Oct 3rd 2017

Flying Cars: Fact, Fiction and the Road to Manufacturing


“Where we’re going, we don’t need roads.” It’s a classic line from “Back to the Future” — Doc Brown has returned from the future and the iconic DeLorean can now fly. Companies like Uber and Toyota are spending big on research for flying cars. This begs the question: Where’s the fact, what’s the fiction and how far are we from getting these cars off the ground?

Promising Potential

The first “true” gasoline-powered automobile was created in 1885; the first manned flight took place less than 20 years later. And for the past century, humankind has been looking for ways to combine these types of transportation — often with limited success. As noted by the Washington Post, key advancements — such as the use of non-metal body structures and electric power rather than heavy gasoline engines — have helped jump-start flying-car efforts, encouraging both investment and innovation. A recent Forbes piece suggests that this could be a “breakthrough year” for flying vehicles, with some companies planning to deploy market-ready models by 2019.
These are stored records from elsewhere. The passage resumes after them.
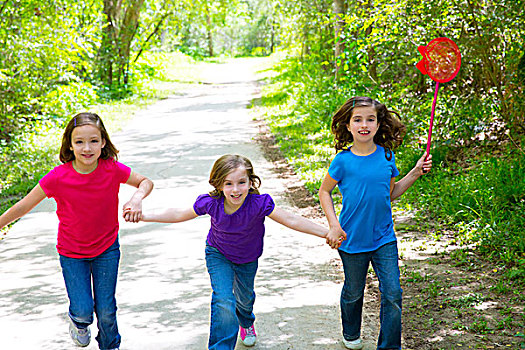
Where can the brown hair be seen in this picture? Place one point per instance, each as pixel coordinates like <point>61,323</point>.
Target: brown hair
<point>389,135</point>
<point>67,155</point>
<point>224,166</point>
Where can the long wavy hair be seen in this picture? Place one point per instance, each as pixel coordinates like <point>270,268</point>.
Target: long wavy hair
<point>389,134</point>
<point>224,166</point>
<point>86,118</point>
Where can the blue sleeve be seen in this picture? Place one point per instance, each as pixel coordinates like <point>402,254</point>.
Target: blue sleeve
<point>395,172</point>
<point>336,168</point>
<point>201,204</point>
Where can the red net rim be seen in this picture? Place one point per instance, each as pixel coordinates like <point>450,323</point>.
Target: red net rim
<point>442,59</point>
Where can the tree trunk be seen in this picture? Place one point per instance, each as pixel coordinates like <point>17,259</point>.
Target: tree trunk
<point>339,25</point>
<point>209,35</point>
<point>118,32</point>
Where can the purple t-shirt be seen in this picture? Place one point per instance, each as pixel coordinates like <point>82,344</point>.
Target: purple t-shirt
<point>239,236</point>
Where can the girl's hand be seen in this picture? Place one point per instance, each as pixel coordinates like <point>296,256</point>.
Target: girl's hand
<point>423,165</point>
<point>132,211</point>
<point>335,237</point>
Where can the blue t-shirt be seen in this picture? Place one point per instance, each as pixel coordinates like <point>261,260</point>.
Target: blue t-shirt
<point>239,236</point>
<point>364,182</point>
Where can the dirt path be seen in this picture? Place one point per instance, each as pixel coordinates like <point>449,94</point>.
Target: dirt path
<point>163,292</point>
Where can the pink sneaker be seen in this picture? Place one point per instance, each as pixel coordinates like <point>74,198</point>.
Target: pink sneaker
<point>248,336</point>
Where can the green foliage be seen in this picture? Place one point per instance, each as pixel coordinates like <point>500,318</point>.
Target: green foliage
<point>33,150</point>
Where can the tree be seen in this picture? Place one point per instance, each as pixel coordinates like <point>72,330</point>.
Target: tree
<point>119,28</point>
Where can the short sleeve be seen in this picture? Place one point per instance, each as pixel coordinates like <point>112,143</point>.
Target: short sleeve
<point>336,169</point>
<point>202,204</point>
<point>395,172</point>
<point>123,172</point>
<point>267,204</point>
<point>48,183</point>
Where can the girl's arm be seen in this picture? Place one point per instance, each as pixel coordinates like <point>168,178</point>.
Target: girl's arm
<point>422,167</point>
<point>336,234</point>
<point>170,215</point>
<point>297,223</point>
<point>23,206</point>
<point>133,208</point>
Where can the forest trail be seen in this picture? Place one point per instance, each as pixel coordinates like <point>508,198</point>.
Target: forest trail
<point>163,291</point>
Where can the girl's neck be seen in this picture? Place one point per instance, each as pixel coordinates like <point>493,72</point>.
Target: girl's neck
<point>229,209</point>
<point>84,169</point>
<point>363,149</point>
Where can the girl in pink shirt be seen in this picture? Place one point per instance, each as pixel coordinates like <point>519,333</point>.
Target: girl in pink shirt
<point>85,188</point>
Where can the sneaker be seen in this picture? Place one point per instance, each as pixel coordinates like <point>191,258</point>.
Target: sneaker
<point>81,337</point>
<point>248,336</point>
<point>353,344</point>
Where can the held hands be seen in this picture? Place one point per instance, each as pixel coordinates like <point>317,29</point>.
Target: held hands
<point>423,165</point>
<point>132,211</point>
<point>335,237</point>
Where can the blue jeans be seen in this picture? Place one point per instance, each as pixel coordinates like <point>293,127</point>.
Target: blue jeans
<point>232,298</point>
<point>103,270</point>
<point>385,264</point>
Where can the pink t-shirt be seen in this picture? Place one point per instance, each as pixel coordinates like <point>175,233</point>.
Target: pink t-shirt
<point>87,206</point>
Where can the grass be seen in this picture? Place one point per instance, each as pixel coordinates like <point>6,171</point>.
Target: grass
<point>471,294</point>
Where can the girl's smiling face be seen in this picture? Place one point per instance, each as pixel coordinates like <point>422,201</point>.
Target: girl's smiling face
<point>235,188</point>
<point>363,124</point>
<point>86,144</point>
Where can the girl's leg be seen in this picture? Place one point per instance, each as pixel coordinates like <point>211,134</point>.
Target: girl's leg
<point>105,271</point>
<point>224,325</point>
<point>355,268</point>
<point>385,263</point>
<point>243,287</point>
<point>77,277</point>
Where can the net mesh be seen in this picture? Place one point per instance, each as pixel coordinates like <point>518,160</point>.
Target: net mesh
<point>442,60</point>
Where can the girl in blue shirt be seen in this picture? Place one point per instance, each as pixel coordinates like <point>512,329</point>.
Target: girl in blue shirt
<point>365,170</point>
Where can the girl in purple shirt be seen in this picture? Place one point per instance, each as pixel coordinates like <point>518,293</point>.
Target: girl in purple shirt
<point>234,244</point>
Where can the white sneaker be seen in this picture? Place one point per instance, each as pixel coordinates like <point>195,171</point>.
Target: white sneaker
<point>353,344</point>
<point>81,337</point>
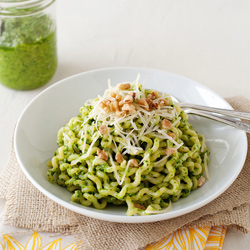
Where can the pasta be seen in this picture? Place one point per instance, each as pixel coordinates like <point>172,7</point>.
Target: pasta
<point>131,146</point>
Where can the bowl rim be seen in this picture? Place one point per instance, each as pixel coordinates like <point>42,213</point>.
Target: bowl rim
<point>121,218</point>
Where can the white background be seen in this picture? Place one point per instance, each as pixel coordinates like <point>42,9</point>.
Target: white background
<point>208,41</point>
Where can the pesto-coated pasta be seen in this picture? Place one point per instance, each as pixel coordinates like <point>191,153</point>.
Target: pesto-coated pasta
<point>130,146</point>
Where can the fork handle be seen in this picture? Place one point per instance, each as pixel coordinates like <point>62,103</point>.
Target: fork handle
<point>235,123</point>
<point>228,112</point>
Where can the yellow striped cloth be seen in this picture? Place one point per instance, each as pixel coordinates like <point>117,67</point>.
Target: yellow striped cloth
<point>201,238</point>
<point>206,238</point>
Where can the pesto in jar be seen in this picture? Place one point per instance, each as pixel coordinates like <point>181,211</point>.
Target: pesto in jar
<point>28,54</point>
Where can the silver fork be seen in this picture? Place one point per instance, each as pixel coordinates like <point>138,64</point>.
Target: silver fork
<point>220,115</point>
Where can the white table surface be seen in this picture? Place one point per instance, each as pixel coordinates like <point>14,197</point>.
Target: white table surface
<point>207,41</point>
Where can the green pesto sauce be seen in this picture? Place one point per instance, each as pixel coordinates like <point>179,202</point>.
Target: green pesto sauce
<point>28,54</point>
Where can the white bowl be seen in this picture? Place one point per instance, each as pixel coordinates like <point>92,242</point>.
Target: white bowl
<point>36,133</point>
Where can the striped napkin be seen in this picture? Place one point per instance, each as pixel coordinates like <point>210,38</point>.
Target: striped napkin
<point>200,238</point>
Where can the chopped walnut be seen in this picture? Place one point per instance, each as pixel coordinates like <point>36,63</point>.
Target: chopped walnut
<point>133,163</point>
<point>166,124</point>
<point>133,94</point>
<point>172,135</point>
<point>128,107</point>
<point>102,154</point>
<point>142,102</point>
<point>102,105</point>
<point>153,95</point>
<point>103,129</point>
<point>150,103</point>
<point>124,86</point>
<point>106,109</point>
<point>114,106</point>
<point>118,97</point>
<point>137,205</point>
<point>112,94</point>
<point>164,102</point>
<point>119,158</point>
<point>170,151</point>
<point>120,113</point>
<point>128,99</point>
<point>201,181</point>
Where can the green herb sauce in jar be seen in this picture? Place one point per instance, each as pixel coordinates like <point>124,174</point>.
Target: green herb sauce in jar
<point>28,54</point>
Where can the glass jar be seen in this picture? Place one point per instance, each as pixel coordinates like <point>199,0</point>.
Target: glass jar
<point>28,54</point>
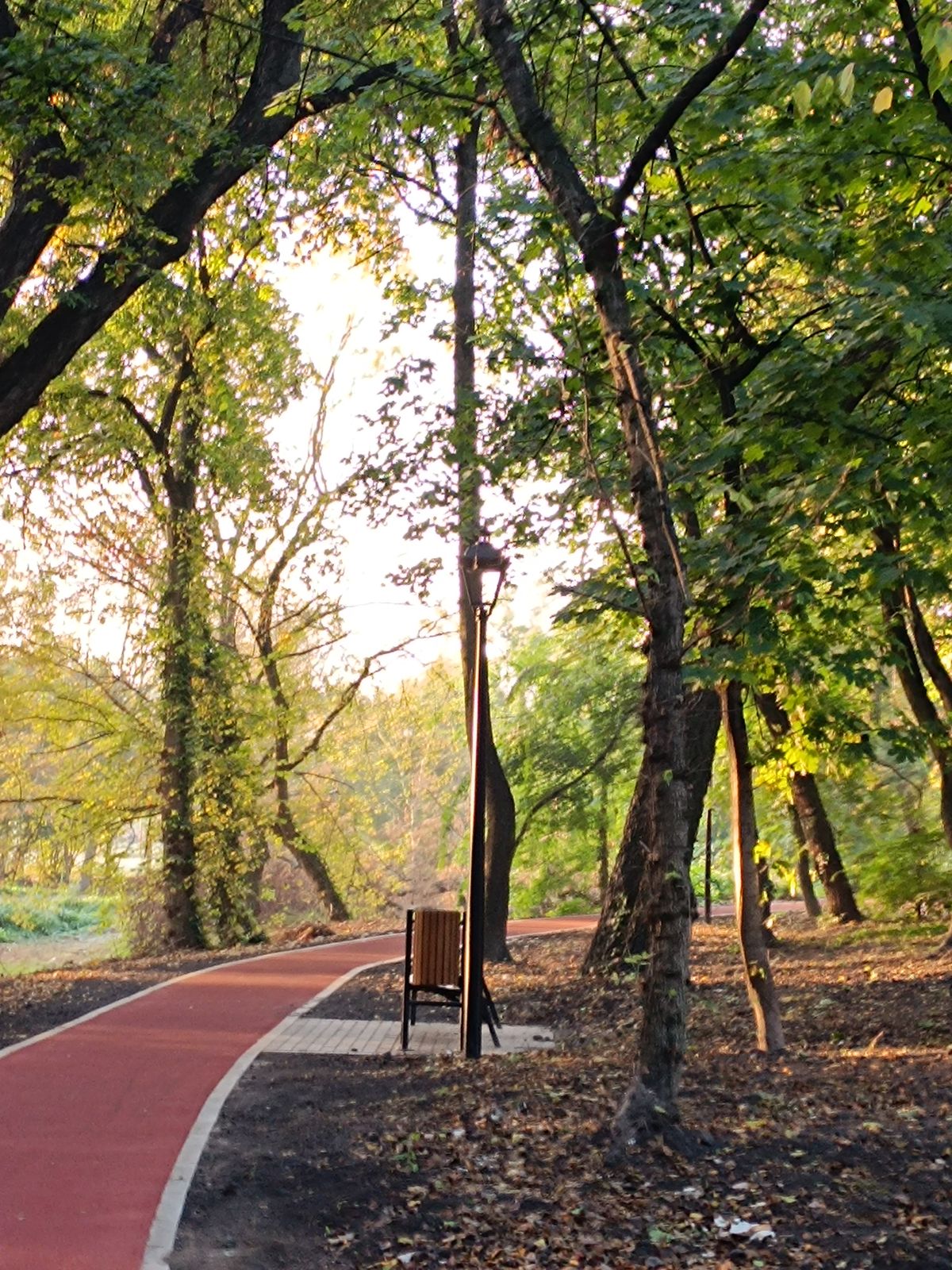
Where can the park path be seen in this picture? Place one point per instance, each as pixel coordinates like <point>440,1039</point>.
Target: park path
<point>93,1115</point>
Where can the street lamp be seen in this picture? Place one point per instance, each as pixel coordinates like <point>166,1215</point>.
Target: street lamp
<point>476,563</point>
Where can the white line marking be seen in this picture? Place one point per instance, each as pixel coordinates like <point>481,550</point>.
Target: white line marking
<point>165,1223</point>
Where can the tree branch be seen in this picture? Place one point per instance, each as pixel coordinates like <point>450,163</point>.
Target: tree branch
<point>679,103</point>
<point>165,230</point>
<point>943,111</point>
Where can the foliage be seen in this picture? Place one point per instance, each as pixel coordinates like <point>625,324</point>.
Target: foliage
<point>33,912</point>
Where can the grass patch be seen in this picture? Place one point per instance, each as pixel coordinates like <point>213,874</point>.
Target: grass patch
<point>37,912</point>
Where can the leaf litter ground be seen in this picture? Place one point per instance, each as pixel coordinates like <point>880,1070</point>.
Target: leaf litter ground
<point>837,1156</point>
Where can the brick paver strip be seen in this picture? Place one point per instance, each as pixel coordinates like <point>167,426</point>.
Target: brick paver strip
<point>93,1115</point>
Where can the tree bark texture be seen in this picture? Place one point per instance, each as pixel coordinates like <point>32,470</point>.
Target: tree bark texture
<point>622,927</point>
<point>758,976</point>
<point>183,927</point>
<point>651,1100</point>
<point>810,816</point>
<point>805,879</point>
<point>501,806</point>
<point>163,232</point>
<point>285,821</point>
<point>939,734</point>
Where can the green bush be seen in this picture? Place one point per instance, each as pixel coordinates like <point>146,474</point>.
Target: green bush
<point>33,912</point>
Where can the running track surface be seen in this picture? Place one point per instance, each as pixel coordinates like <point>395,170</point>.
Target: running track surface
<point>93,1118</point>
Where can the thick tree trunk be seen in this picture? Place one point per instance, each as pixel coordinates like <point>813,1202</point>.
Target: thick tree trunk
<point>804,876</point>
<point>622,930</point>
<point>747,886</point>
<point>814,822</point>
<point>501,808</point>
<point>651,1104</point>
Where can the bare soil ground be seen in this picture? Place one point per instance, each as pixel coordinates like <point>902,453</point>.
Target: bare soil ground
<point>837,1156</point>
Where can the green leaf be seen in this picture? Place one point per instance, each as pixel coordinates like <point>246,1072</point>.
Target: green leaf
<point>823,90</point>
<point>846,84</point>
<point>803,97</point>
<point>943,44</point>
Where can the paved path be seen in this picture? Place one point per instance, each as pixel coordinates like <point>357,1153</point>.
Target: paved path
<point>93,1117</point>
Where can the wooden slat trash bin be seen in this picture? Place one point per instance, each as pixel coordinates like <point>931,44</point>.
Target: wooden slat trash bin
<point>433,969</point>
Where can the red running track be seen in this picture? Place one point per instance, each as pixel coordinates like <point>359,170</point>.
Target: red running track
<point>93,1117</point>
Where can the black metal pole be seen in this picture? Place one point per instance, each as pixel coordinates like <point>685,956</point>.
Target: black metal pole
<point>476,893</point>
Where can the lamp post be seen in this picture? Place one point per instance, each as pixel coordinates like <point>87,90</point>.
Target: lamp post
<point>476,563</point>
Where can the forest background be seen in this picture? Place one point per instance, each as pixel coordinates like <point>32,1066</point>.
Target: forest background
<point>695,342</point>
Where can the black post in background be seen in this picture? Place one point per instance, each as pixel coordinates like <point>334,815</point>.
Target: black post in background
<point>471,1024</point>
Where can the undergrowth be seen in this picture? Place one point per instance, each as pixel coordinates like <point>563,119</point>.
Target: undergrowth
<point>33,912</point>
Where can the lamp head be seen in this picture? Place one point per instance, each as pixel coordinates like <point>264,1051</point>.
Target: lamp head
<point>476,563</point>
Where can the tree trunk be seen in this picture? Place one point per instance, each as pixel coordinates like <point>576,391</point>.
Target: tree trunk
<point>747,887</point>
<point>311,861</point>
<point>501,806</point>
<point>622,930</point>
<point>602,838</point>
<point>651,1104</point>
<point>804,876</point>
<point>225,804</point>
<point>911,677</point>
<point>814,823</point>
<point>822,844</point>
<point>183,927</point>
<point>285,823</point>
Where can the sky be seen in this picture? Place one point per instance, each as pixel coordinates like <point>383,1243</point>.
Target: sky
<point>328,292</point>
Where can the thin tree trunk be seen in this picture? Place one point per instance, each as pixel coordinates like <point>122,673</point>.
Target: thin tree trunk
<point>804,876</point>
<point>911,677</point>
<point>622,927</point>
<point>501,806</point>
<point>183,927</point>
<point>747,899</point>
<point>814,822</point>
<point>285,823</point>
<point>602,838</point>
<point>651,1104</point>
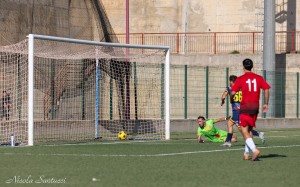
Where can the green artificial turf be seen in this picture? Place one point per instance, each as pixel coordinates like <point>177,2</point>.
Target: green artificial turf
<point>177,163</point>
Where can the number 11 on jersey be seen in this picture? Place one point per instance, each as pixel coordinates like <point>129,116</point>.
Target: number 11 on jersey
<point>250,85</point>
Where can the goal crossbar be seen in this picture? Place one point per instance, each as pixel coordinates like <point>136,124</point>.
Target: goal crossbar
<point>32,37</point>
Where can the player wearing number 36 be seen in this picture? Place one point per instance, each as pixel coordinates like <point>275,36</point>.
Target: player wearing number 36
<point>250,85</point>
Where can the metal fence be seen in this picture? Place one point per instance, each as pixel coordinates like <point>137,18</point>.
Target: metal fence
<point>197,91</point>
<point>216,42</point>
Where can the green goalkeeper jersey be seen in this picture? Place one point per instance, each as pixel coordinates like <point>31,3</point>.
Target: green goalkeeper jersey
<point>211,132</point>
Single Purpose or Multifunction?

What does a flying car look like? Several designs have emerged over the past few years — for example, Toyota is backing a three-wheeled, one-person vehicle which uses four sets of propellers to take flight. Other companies envision flying cars which mimic traditional vehicles in terms of carrying capacity and aesthetic. Uber, meanwhile, wants to create a fleet of VTOL (vertical takeoff and landing) taxis which will shuttle passengers between designated landing pads.

Ultimately, flying-car function comes down to a simple question: Are these vehicles single-purpose or do they need to perform equally well on ground and in flight? Given the dual challenges of urban density and federal airspace regulation, the most likely outcome here is vehicles which can drive to designated air strips or landing pads and then safely take to the skies.

Engineering Efficiency

A block of metallic microlattice being supported by a dandelion seed head (Wikimedia Commons).

Beyond form, however, there’s the challenge of getting these cars into the sky — and keeping them there. One of the biggest setbacks of previous flying-car efforts was weight; consider the development of micro-lattice materials, which are 100 times lighter than styrofoam and have the strength of conventional metals. These and other materials could be used to build lighter batteries, cockpits and motor parts.

And as noted by Singularity Hub, motors are another critical factor. All-electric aircraft such as the Lilium use multiple motors to get off the ground — this multiplicity functions as a fail-safe if one motor stops working. As to powering new airborne vehicles, think green: Batteries and electricity are the likely choice since gas-powered engines are simply too heavy. Achieving sustained flight, however, will require both bigger battery storage and potentially the inclusion of small solar panels to charge vehicles in-flight.

Law of the Skies

Innovators have created viable flying-car forms, while evolving power sources and materials make it possible to achieve liftoff. This leads to a critical question: What does traffic look like when no one’s on the road? Ideally, more flying cars means fewer vehicles on highways, but how do governments regulate airborne automobiles? One option is the creation of designated “highways” for flying cars, reducing the chance of accidental injury or property damage. As noted by the Forbes piece, that’s part of the discussion currently underway at Amazon as the online giant looks to roll out drone-based delivery.

There’s also the problem of actually “driving” these vehicles, since most operators may not be licensed pilots. One solution is the Uber model, where riders don’t own the vehicle and drivers are trained aviators. This dovetails nicely with the potential cost of these vehicles — north of $1 million — but that could change if economies of scale catch up with flying-car markets. In a personally owned flying-car scenario, the more likely option is computer-controlled navigation to prevent airborne collisions and ensure safe routes are followed. Safety is also a concern; what happens when flying cars experience technical issues or unexpected motor failure? Parachutes might save onboard occupants, but what about collateral damage? Ultimately, federal agencies like the FAA will be looking for much more rigorous testing, retesting and independent evaluation before flying vehicles gain widespread approval.

Flying cars aren’t that far off — expect the next five years to showcase both viable market options and uncover significant adoptive challenges on the path to personal flight.